Tersembunyi di jantung Pulau Kalimantan, tepatnya di Kabupaten Kapuas Hulu, Kalimantan Barat, Danau Sentarum adalah sebuah keajaiban alam yang unik dan menakjubkan. Dikenal sebagai danau musiman terbesar di dunia, ekosistem lahan basah ini memiliki siklus pasang surut air yang ekstrem, mengubah bentang alamnya secara drastis sepanjang tahun. Saat musim hujan, air melimpah hingga menenggelamkan hutan, menciptakan “lautan” air tawar yang luas. Sebaliknya, saat musim kemarau, sebagian besar air surut, menyisakan hamparan daratan gambut yang luas dengan sisa-sisa genangan air. Fenomena inilah yang menjadikan Danau Sentarum begitu istimewa dan menjadi rumah bagi keanekaragaman hayati yang luar biasa.
Statusnya sebagai Taman Nasional sejak tahun 1999 menunjukkan pentingnya danau ini sebagai pusat konservasi. Area seluas kurang lebih 132.000 hektar ini merupakan habitat bagi ribuan spesies flora dan fauna, termasuk ikan air tawar endemik, burung-burung langka, dan primata seperti bekantan. Bagi para peneliti dan pecinta alam, Danau Sentarum adalah laboratorium alami yang tak ternilai. Untuk menjaga kelestarian ekosistemnya, setiap hari Sabtu pukul 09.00 WIB, tim gabungan dari Balai Besar Taman Nasional Betung Kerihun dan Danau Sentarum (BBTNBKDS) serta Polsek Lanjak melakukan patroli rutin di area-area rawan perburuan liar dan penebangan ilegal.
Pengunjung yang ingin merasakan pengalaman unik di Danau Sentarum dapat menjelajahi danau dengan perahu motor, menelusuri lorong-lorong hutan yang tergenang air saat musim hujan, atau menyusuri sungai-sungai kecil di antara pulau-pulau saat musim kemarau. Masyarakat adat Dayak dan Melayu yang tinggal di sekitar danau menawarkan keramahan mereka, serta kesempatan untuk mempelajari kearifan lokal dalam menjaga keseimbangan alam. Wisatawan disarankan untuk menghubungi pusat informasi Taman Nasional di Nanga Suha, pada jam kerja Senin hingga Jumat pukul 08.00 – 16.00 WIB, untuk mendapatkan informasi terkini mengenai kondisi danau dan panduan wisata.

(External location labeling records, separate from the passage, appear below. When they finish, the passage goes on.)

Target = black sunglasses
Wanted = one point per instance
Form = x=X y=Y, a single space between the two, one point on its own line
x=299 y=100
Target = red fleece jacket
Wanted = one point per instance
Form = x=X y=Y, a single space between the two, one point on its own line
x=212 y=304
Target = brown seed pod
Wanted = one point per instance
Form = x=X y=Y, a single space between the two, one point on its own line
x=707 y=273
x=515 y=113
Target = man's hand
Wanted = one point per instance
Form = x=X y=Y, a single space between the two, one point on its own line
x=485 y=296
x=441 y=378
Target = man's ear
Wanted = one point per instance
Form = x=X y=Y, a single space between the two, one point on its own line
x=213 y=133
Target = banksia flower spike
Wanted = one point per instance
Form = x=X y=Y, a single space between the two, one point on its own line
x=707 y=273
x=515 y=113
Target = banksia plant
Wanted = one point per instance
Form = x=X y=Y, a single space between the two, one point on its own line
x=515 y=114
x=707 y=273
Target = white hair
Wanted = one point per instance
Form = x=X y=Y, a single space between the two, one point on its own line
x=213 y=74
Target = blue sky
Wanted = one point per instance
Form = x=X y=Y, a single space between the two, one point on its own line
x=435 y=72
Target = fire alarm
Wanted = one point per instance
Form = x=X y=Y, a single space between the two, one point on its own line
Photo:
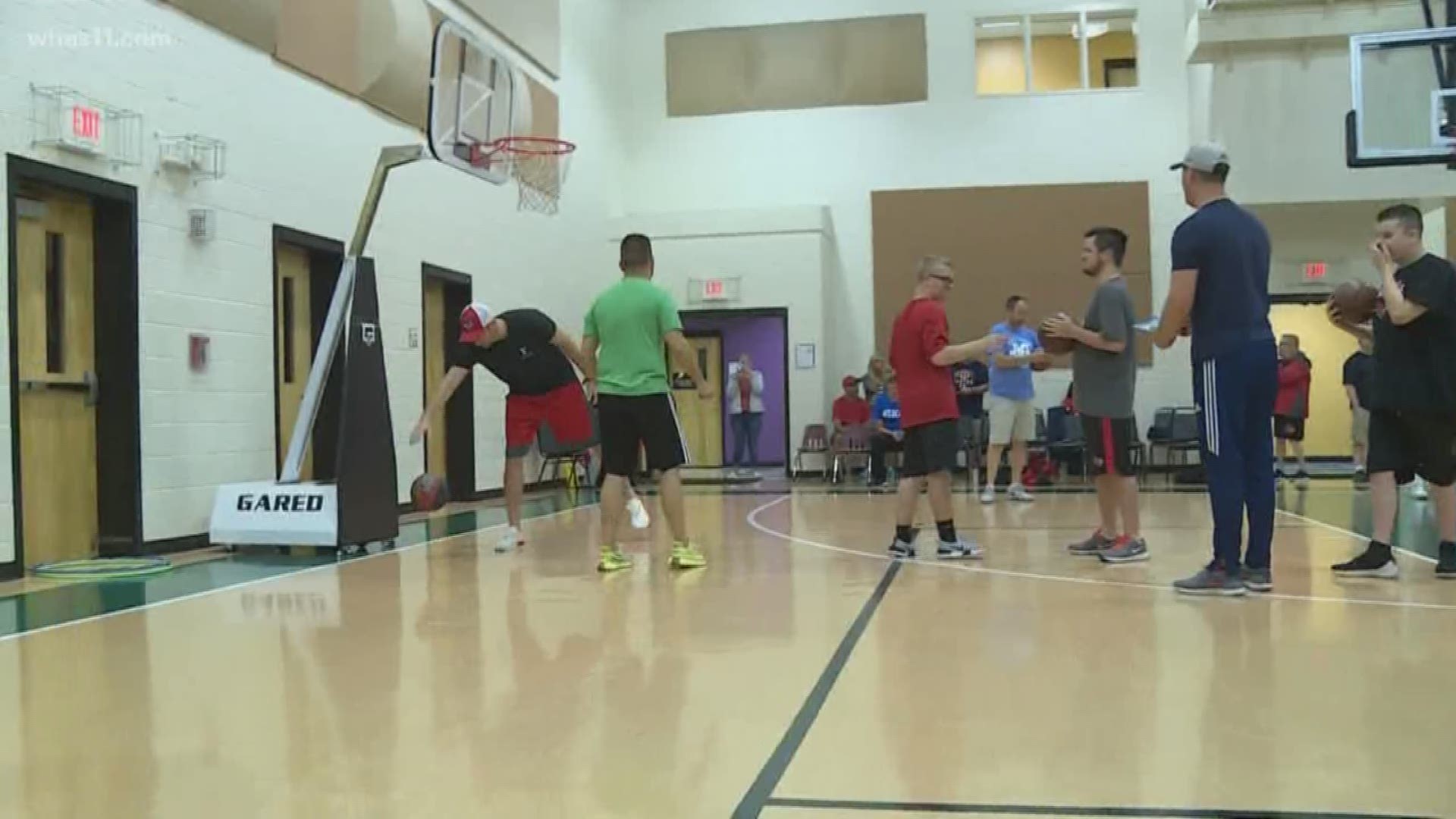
x=197 y=352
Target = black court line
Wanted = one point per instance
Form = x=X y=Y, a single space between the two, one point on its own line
x=767 y=780
x=1068 y=811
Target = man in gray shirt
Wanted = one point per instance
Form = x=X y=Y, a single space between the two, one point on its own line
x=1104 y=375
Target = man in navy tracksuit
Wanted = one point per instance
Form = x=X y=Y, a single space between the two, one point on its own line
x=1219 y=292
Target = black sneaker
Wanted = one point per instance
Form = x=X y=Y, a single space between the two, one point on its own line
x=1446 y=569
x=1375 y=561
x=902 y=548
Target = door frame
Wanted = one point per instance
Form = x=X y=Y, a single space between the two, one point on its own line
x=466 y=394
x=783 y=314
x=120 y=202
x=313 y=243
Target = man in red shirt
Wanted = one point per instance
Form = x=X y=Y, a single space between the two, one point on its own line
x=851 y=410
x=922 y=357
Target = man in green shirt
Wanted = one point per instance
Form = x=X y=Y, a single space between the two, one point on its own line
x=626 y=330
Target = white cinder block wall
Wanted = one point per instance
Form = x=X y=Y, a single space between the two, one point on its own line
x=299 y=155
x=836 y=156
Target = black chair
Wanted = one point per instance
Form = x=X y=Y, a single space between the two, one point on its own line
x=1065 y=439
x=576 y=457
x=1174 y=430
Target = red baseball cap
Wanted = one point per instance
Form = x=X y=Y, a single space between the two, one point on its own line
x=472 y=322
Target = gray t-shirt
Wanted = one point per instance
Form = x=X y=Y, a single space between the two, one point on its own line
x=1106 y=381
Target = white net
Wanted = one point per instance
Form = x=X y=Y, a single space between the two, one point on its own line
x=539 y=167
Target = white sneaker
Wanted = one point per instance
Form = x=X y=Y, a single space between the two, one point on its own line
x=638 y=512
x=510 y=539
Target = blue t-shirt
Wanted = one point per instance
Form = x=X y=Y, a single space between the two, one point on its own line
x=1231 y=251
x=887 y=411
x=1015 y=384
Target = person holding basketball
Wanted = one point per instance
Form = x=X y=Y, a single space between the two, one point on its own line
x=1413 y=388
x=535 y=357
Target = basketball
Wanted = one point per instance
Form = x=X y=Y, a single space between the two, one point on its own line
x=428 y=493
x=1356 y=300
x=1055 y=344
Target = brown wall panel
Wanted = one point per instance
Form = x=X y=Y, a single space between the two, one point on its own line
x=788 y=66
x=1005 y=241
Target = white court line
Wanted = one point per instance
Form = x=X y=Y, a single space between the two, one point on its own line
x=960 y=566
x=278 y=577
x=1356 y=535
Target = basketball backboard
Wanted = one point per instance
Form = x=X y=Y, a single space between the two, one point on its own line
x=476 y=96
x=1402 y=98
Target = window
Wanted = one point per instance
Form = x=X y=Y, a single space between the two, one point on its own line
x=1053 y=53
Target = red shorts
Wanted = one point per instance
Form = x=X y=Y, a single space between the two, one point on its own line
x=564 y=410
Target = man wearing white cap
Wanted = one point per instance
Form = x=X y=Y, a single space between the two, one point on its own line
x=535 y=357
x=1220 y=295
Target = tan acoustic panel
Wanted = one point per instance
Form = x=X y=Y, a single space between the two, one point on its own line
x=789 y=66
x=1005 y=241
x=255 y=22
x=530 y=25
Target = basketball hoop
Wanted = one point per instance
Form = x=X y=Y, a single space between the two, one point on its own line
x=538 y=164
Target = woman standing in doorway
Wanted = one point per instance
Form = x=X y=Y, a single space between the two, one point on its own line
x=746 y=413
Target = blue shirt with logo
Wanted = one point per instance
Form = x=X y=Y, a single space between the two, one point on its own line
x=887 y=411
x=1015 y=384
x=1231 y=251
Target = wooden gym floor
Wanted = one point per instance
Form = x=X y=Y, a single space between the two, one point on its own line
x=800 y=676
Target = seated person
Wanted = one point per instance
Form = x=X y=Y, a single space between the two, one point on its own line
x=849 y=409
x=889 y=436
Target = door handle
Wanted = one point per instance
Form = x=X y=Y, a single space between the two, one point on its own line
x=88 y=384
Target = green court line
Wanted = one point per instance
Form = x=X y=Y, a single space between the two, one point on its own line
x=42 y=608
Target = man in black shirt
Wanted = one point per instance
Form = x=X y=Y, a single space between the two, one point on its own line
x=1413 y=397
x=1359 y=371
x=526 y=350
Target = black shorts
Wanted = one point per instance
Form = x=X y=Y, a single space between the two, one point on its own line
x=1110 y=445
x=930 y=447
x=1413 y=444
x=634 y=423
x=1288 y=428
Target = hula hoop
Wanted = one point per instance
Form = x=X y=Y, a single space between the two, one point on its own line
x=104 y=569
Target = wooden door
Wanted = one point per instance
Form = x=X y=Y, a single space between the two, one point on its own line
x=293 y=324
x=55 y=376
x=436 y=330
x=702 y=420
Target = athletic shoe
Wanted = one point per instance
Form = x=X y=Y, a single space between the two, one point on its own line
x=613 y=560
x=1258 y=579
x=960 y=550
x=1210 y=582
x=1446 y=569
x=1092 y=545
x=685 y=556
x=1126 y=550
x=638 y=512
x=1375 y=561
x=510 y=539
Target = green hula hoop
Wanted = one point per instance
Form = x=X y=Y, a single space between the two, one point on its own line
x=104 y=569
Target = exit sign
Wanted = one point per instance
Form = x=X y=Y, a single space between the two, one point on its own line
x=82 y=129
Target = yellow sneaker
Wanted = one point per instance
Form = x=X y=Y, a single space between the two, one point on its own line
x=686 y=557
x=613 y=560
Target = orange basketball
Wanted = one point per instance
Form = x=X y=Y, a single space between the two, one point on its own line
x=428 y=493
x=1356 y=300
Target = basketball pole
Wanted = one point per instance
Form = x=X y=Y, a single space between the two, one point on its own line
x=389 y=159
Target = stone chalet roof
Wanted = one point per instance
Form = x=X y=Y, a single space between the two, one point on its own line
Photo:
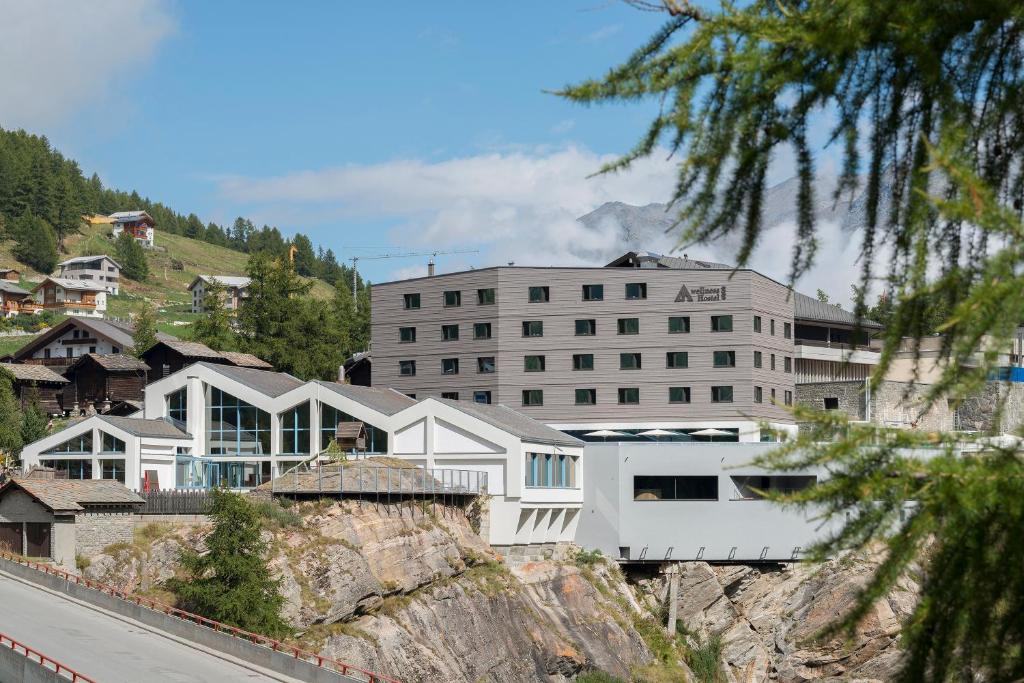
x=810 y=309
x=158 y=428
x=266 y=382
x=32 y=373
x=383 y=400
x=513 y=422
x=75 y=495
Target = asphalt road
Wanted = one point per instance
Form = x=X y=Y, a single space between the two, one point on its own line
x=104 y=648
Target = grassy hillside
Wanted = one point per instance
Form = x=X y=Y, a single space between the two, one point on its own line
x=166 y=287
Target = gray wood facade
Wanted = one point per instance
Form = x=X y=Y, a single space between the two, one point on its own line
x=748 y=294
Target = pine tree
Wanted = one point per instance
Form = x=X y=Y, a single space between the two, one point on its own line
x=144 y=336
x=231 y=583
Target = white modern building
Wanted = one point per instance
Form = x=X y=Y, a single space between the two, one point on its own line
x=212 y=424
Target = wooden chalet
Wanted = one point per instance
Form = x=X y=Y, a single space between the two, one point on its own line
x=46 y=382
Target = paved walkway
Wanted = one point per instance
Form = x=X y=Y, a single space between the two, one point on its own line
x=105 y=648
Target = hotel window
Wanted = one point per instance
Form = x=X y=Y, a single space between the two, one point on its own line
x=679 y=324
x=532 y=328
x=629 y=361
x=453 y=299
x=721 y=323
x=532 y=397
x=725 y=358
x=629 y=326
x=235 y=427
x=111 y=443
x=532 y=364
x=586 y=396
x=583 y=361
x=450 y=332
x=668 y=487
x=295 y=429
x=677 y=359
x=679 y=394
x=586 y=328
x=636 y=290
x=721 y=394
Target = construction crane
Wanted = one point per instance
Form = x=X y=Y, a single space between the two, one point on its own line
x=430 y=264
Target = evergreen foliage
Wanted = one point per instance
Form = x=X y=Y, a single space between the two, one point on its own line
x=231 y=583
x=131 y=257
x=927 y=99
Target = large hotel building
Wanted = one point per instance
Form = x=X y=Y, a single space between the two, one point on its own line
x=646 y=342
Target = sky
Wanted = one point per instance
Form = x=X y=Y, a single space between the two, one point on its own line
x=373 y=128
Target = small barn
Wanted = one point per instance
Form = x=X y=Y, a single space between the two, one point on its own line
x=47 y=383
x=58 y=519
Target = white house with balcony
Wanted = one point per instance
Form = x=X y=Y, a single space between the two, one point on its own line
x=210 y=425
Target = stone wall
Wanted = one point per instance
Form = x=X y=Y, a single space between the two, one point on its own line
x=95 y=530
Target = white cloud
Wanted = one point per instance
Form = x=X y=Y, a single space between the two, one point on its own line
x=59 y=57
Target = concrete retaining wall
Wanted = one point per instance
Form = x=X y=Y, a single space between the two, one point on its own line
x=256 y=654
x=16 y=667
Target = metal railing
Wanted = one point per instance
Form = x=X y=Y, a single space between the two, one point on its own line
x=255 y=638
x=48 y=663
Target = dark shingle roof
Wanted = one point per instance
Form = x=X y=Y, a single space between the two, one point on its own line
x=810 y=309
x=387 y=401
x=33 y=373
x=264 y=381
x=73 y=495
x=513 y=422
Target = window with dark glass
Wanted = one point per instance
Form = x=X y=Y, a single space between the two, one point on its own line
x=725 y=358
x=532 y=328
x=532 y=364
x=532 y=397
x=583 y=361
x=629 y=326
x=721 y=394
x=629 y=361
x=679 y=394
x=450 y=332
x=586 y=396
x=586 y=328
x=721 y=323
x=679 y=324
x=673 y=487
x=540 y=294
x=453 y=298
x=636 y=290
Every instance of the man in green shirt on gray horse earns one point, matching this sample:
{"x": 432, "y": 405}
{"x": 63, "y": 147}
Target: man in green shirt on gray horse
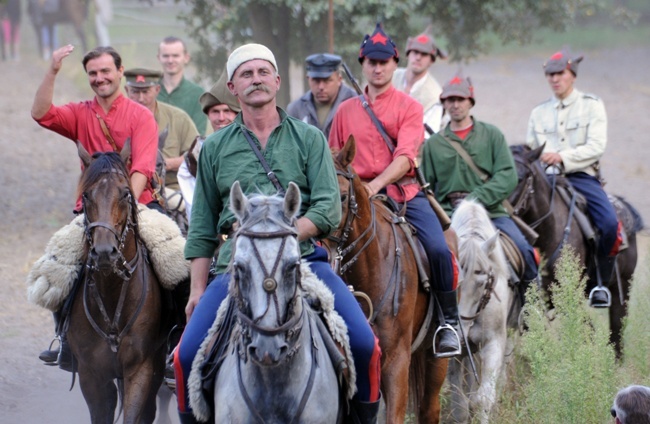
{"x": 454, "y": 179}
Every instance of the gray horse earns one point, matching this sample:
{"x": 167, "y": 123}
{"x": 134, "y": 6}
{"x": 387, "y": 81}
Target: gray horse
{"x": 278, "y": 370}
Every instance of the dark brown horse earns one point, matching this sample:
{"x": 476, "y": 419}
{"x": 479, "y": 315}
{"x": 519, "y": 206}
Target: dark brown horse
{"x": 45, "y": 14}
{"x": 538, "y": 203}
{"x": 116, "y": 329}
{"x": 378, "y": 260}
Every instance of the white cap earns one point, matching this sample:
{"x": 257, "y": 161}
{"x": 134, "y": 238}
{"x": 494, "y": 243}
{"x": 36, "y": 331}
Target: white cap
{"x": 247, "y": 53}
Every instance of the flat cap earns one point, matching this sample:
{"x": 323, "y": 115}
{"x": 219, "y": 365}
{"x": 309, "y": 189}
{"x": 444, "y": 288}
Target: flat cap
{"x": 140, "y": 77}
{"x": 322, "y": 65}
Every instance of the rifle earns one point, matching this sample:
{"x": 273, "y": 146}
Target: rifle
{"x": 445, "y": 222}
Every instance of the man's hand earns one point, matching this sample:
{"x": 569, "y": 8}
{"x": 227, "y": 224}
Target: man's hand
{"x": 551, "y": 158}
{"x": 58, "y": 56}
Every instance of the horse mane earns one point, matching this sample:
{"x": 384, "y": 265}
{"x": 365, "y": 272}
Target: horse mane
{"x": 473, "y": 226}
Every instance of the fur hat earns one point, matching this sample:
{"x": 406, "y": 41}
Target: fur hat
{"x": 424, "y": 43}
{"x": 378, "y": 46}
{"x": 219, "y": 94}
{"x": 562, "y": 60}
{"x": 246, "y": 53}
{"x": 458, "y": 86}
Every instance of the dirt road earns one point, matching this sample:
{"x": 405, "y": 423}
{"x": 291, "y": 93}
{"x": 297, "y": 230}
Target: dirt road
{"x": 39, "y": 172}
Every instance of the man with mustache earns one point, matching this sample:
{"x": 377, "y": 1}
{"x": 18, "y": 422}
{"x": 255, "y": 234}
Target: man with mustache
{"x": 295, "y": 151}
{"x": 391, "y": 170}
{"x": 573, "y": 127}
{"x": 102, "y": 124}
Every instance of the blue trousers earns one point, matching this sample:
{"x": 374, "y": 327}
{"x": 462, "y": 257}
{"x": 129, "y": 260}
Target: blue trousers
{"x": 600, "y": 209}
{"x": 506, "y": 225}
{"x": 363, "y": 343}
{"x": 444, "y": 272}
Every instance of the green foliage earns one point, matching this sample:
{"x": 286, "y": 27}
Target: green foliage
{"x": 572, "y": 365}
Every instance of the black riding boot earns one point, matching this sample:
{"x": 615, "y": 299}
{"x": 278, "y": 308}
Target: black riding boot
{"x": 365, "y": 412}
{"x": 61, "y": 356}
{"x": 448, "y": 342}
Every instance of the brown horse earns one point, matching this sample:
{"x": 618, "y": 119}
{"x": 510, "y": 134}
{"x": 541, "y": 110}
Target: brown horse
{"x": 537, "y": 201}
{"x": 117, "y": 328}
{"x": 381, "y": 263}
{"x": 45, "y": 14}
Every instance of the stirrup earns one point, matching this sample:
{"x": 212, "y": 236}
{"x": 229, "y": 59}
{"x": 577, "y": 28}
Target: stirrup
{"x": 608, "y": 296}
{"x": 446, "y": 354}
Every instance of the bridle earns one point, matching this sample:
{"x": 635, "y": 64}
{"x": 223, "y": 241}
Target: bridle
{"x": 125, "y": 272}
{"x": 291, "y": 327}
{"x": 353, "y": 209}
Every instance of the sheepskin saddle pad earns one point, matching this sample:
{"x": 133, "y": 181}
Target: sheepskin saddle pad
{"x": 316, "y": 293}
{"x": 52, "y": 276}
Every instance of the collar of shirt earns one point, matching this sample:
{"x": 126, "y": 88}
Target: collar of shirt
{"x": 568, "y": 101}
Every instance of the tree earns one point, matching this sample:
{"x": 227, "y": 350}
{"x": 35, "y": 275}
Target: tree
{"x": 293, "y": 29}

Keunikan dan siklus air yang ekstrem di Danau Sentarum juga berperan penting dalam mengatur tata air di wilayah sekitarnya. Danau ini berfungsi sebagai “penampung” alami yang mencegah banjir di hilir saat musim hujan dan menyediakan cadangan air saat musim kemarau. Keberadaan Danau Sentarum adalah pengingat akan pentingnya menjaga ekosistem lahan basah yang vital ini.
Sebagai salah satu aset alam terbesar Indonesia, Danau Sentarum tidak hanya menawarkan keindahan lanskap yang memesona, tetapi juga menjadi contoh nyata bagaimana alam dan kehidupan dapat beradaptasi dengan siklus yang tak terduga, menjadikannya destinasi yang wajib dikunjungi dan dilindungi.